How To Maximise Your Fitness Club Income


Ever found yourself in a position where you can’t seem to increase your monthly club income even though you think you’ve done everything possible?

Sometimes you have a great sales month but then aren’t reflected in increased revenue the month later?

Overcoming the fitness club income plateau is a problem which is one of the biggest headaches for fitness club operators at whatever pricing level you are pitching at.

Here’s the how and why…

The income model of all fitness clubs is driven by 3 factors:

1. The number of new sales introduced into your club each month

2. The amount of money that each member pays you per month. (An average can be calculated by dividing the total monthly membership revenue by the number of paying customers. In the case of Annual memberships, these should be apportioned over the terms of contract.)

3. The “churn rate” or simply the number of members who leave you each month as an average. (Measured as a %.)

When a club launches from a zero or modest pre-sale base, it’s typical to enjoy regular monthly increases in membership numbers and monthly revenue. The gradient of that increase is steep to start with and tapers as the club gets larger in size.

The reason for this tapering effect is because at the same time as the clubs “sales and marketing activity” is starting to stabilise, with a largely consistent number of new customers per month, so the attrition % on the gross number of members (the number of customers you lose each month) is starting to get close to parity with your new member sales each month.

For example, if your club has a 6% monthly churn rate and an average monthly recruitment of new members of 60 new sales, so at 1000 total members, the club reaches a point when its new sales match the number of lost members and growth stops.   

If this equilibrium (we call it the “break point”) is reached below a level that the club needs to make profit then the club has an issue. How will it achieve growth to reach the financial goal without increasing costs and moving further away from profitability?

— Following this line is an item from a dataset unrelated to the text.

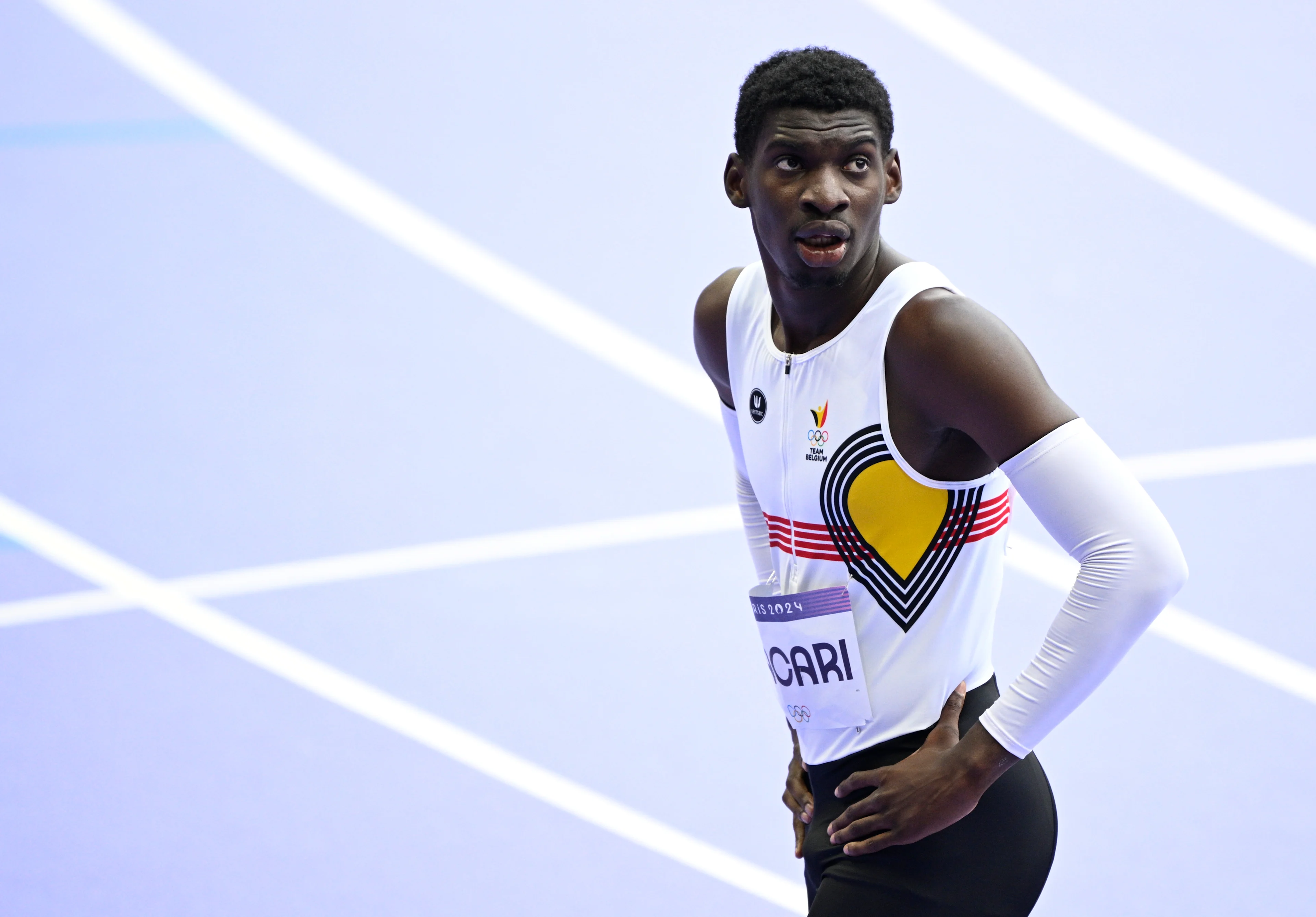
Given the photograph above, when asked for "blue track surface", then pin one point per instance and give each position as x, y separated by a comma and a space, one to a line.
205, 367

There are only 3 options open to operators and each has their own specific benefits and drawbacks.

1. Sell More New Customers

Without adding to the clubs cost base this may be possible by sharpening the skills of the people doing the work now.

Inevitably, though marketing the club harder will require more investment and more or better sales staff will burden the club with more costs.

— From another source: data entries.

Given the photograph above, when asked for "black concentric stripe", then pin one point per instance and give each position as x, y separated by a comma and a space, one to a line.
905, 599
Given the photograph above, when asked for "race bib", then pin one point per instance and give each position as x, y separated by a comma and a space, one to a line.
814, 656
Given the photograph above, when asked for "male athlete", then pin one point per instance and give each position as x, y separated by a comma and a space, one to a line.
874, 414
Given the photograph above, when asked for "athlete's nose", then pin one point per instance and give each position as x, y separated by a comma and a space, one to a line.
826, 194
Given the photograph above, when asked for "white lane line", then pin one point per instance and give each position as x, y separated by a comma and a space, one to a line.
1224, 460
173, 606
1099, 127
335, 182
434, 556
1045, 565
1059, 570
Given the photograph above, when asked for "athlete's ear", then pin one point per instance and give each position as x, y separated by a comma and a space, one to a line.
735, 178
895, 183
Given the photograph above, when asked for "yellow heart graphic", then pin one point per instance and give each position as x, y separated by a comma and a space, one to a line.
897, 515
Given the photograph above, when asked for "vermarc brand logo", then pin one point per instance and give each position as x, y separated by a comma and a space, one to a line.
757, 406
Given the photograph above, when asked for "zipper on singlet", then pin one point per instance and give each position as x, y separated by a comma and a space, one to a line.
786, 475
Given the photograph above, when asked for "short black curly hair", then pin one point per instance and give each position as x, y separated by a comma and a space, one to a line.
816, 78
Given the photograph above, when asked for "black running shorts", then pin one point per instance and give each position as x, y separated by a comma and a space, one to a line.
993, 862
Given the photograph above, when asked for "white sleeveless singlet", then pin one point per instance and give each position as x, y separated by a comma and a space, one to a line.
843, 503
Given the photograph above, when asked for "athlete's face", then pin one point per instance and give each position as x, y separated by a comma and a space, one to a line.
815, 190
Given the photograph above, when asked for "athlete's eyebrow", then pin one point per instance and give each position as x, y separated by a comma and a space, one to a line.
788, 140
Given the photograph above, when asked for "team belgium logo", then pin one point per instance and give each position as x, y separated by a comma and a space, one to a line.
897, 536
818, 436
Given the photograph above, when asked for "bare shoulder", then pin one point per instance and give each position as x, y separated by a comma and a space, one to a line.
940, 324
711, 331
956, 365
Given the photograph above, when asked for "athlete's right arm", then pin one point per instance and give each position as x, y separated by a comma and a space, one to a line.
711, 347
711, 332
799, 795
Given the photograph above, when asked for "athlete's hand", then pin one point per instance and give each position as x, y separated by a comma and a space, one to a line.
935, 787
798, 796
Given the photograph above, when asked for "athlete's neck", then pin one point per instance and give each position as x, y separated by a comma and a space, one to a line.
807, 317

That’s hampering the club with greater levels of cost and therefore needs to be done with a great degree of control and management and measurement of outcomes.

2. Charging More Money  

One simple option is by leveraging a “price hike” to all your current customers which will work to raise the gross revenues. This will also need to involve contacting all members to get agreement and it is possible that this may increase the churn amongst non-users.

Alternatively, you may decide to add some benefits to your membership packaging with the intention that by adding more value to a package, you can charge more without impacting your attrition performance.

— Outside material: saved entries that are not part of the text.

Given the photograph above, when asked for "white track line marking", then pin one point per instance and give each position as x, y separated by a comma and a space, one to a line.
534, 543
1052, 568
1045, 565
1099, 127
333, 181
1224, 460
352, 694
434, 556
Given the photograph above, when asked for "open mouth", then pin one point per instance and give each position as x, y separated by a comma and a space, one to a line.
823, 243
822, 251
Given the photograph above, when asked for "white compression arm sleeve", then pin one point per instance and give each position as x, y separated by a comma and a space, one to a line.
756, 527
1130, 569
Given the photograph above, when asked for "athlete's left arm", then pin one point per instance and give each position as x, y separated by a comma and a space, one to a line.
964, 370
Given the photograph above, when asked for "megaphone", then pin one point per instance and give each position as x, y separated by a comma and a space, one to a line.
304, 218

3. Keep The Customer Longer

Improving customer retention is more difficult to achieve and measure and carries with it the highest risk of the three options we have discussed.

Retaining customers is a complex issue and not easily controlled and it’s therefore unusual in our experience for clubs to focus solely on this solution above the other two in trying to grow their club revenues.

Most likely is an investment in additional sales support, training and added resources to the marketing spend to lift the number of new customers recruited.

Obviously, this is going to impact on the club’s cash flow and that’s why if you are being forced into spending more money than the speed with which you recover these costs becomes the important factor.

That’s why operators are increasingly utilising “self-liquidating offers “to enable them to hit sales targets without exhausting their cash flow.

The solution is to be able to fund increasingly more expansive marketing campaigns by retailing low value, high volume, cash generative offers and then as a second wave to upsell the customer into membership.

Here’s a typical example….

If a club spends £3000 marketing an offer such as a restricted 30-day trial offer for say £20 and gets 150 responses, that recoups the marketing spend immediately. (150 X £20 = £3000.)

If the conversion rate on those buyers to membership is 1:3 then the campaign is an unqualified success. 50 memberships achieved. Happy days!

If the membership conversion is not successful, then the net costs to the business are NIL. It hasn’t suffered any net loss as the marketing fund has been replenished.

Obviously, we don’t want that to happen but it’s a far better alternative than spending £3000 on a membership offer which doesn’t work. That’s a loss of £3000 and probably your job!

It’s about reducing the risk to the club while still allowing it to market hard to uncover interested prospects at the cheapest cost to the club.  

“Self-liquidating offers” can focus on short term membership deals, personal training packages, group exercise bundles, or combinations of these 3 as voucher schemes.

Utilising the databases of the coupon companies such as Groupon, Class Pass, Living Social and the others will also help in situations like this if the product you market does not compromise your current customers leading to increased attrition.

A rise in your churn rate completely undoes the benefits of the increased membership recruitment and is not to be recommended.